Japanese third-sector railway company

Hisatsu Orange Railway Co., Ltd. (肥薩おれんじ鉄道株式会社, Hisatsu Orenji Tetsudō Kabushiki-gaisha) is a third-sector railway company which operates Hisatsu Orange Railway Line in Kumamoto and Kagoshima prefectures. The line follows the former part of the JR Kyushu Kagoshima Main Line that connected Yatsushiro and Sendai in Kumamoto and Kagoshima Prefectures, known historically as Higo and Satsuma Provinces. The length of the line is 116.9 km.

Hisatsu Orange Railway went into service on March 13, 2004, when ownership was transferred from JR and the high speed Kyushu Shinkansen service began. The Hisatsu Orange Railway runs close to the Yatsushiro Sea and East China Sea and connects to the Kagoshima Main Line on both ends. The route is indirect and winding, but connects several cities along the coast.

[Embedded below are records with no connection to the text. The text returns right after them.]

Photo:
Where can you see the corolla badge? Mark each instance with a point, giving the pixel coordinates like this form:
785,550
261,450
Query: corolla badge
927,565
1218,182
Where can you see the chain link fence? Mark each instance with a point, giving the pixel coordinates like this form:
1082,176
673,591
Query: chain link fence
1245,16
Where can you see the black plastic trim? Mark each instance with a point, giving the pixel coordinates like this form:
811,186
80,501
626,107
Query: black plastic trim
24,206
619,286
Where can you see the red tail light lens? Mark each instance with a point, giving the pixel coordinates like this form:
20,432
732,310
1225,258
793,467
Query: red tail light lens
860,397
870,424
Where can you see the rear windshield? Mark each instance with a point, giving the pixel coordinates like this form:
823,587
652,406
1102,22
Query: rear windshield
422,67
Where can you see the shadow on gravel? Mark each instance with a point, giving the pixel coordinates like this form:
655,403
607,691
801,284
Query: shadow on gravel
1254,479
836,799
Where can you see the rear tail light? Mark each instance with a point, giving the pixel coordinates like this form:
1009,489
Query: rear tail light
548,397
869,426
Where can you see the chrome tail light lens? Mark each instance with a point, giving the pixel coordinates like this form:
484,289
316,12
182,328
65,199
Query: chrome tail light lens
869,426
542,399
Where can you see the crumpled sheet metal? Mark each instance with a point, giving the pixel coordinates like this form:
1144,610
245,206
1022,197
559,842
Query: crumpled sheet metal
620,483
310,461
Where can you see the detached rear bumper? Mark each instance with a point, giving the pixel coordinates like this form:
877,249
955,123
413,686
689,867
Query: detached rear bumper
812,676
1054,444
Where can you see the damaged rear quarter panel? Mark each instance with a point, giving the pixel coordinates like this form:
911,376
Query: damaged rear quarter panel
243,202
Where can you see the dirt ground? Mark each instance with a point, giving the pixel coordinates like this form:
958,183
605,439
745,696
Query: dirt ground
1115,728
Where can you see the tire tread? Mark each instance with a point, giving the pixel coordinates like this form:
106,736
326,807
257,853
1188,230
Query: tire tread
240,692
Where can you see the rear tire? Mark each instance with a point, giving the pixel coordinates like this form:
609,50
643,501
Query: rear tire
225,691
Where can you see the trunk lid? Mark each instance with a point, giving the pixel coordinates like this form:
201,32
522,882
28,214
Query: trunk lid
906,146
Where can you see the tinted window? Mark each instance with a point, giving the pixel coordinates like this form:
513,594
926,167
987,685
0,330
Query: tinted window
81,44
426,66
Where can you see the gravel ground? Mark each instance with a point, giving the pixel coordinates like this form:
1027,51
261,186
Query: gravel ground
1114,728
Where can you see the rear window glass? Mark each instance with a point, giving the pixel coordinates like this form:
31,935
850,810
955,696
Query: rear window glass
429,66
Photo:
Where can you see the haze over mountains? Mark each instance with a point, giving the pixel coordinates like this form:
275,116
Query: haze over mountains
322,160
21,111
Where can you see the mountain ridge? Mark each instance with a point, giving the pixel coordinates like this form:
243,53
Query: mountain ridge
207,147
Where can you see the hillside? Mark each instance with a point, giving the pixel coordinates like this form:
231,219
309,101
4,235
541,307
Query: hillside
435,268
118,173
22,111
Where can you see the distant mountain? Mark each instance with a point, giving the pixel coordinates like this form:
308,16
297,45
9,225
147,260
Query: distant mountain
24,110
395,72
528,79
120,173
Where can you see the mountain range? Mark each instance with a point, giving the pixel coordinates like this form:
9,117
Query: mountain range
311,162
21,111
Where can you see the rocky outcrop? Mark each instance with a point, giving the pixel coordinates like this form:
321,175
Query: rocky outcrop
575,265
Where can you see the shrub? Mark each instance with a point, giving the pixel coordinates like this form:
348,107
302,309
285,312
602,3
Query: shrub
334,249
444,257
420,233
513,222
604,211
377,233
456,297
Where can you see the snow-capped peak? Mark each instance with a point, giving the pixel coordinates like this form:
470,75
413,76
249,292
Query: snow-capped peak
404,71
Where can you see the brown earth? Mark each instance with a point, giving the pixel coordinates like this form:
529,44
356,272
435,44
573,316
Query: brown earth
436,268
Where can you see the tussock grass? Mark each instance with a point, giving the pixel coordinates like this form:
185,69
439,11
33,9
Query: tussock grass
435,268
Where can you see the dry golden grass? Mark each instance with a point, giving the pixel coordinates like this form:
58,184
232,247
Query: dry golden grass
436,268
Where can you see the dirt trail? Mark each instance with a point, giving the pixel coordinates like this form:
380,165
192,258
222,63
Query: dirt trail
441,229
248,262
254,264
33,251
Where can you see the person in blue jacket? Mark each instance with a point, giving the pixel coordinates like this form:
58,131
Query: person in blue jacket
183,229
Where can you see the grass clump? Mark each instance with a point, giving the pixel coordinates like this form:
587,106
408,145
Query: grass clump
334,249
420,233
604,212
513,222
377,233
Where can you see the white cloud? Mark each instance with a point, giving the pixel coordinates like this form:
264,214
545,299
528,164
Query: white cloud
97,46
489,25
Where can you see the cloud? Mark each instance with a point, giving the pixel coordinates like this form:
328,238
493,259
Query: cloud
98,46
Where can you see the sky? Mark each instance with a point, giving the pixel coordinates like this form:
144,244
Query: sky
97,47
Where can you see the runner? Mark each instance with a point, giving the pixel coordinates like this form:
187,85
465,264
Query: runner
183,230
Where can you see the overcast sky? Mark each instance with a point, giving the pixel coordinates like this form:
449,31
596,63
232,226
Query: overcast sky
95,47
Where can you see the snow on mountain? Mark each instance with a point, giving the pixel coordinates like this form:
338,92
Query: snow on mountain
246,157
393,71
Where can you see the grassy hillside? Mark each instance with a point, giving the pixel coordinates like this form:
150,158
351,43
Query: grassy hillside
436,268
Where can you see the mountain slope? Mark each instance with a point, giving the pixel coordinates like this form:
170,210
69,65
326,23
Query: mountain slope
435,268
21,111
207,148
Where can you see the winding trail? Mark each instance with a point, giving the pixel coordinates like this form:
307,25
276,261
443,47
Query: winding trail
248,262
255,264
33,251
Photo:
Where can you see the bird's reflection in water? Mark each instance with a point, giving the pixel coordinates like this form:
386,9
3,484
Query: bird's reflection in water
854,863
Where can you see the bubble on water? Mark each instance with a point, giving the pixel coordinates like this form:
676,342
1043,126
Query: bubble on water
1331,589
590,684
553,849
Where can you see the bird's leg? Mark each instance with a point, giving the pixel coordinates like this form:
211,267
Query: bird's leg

Although the line is electrified and used by electric freight trains, due to budgetary limitations passenger service is provided by diesel railcars.

Shareholders in the railway include prefectures of Kumamoto and Kagoshima, cities of Yatsushiro, Minamata, Izumi, Akune and Satsumasendai, towns of Tsunagi and Ashikita, and the Japan Freight Railway Company.

==History==
The Sendai–Yatsushiro section was built by the (then) Japanese Imperial Railway and opened between 1922 and 1927, at which time this route replaced the Hisatsu Line to become the southern part of the Kagoshima Main Line.

The Yunoura–Tsunagi section was duplicated between 1966 and 1968. CTC signalling was commissioned from Yatsushiro–Sendai in 1969/70, and the line was electrified in 1970.

In 2004, following the opening of the Kagoshima–Shin Yatsushiro section of the Kyushu Shinkansen, operation of the section was transferred under the Third Sector arrangements.

===Former connecting lines===
Minamata Station: The first section of the Yamano line was opened from Kurino (on the Hisatsu Line) 24 km to Yamano in 1921. The 14 km Minamata–Kugino section opened in 1934, and the 10 km Yamato–Satsuma section the following year. In 1937 the 8 km Kugino–Satsuma section, including the Okawa spiral opened. Freight services ceased in 1986, and the line closed in 1988.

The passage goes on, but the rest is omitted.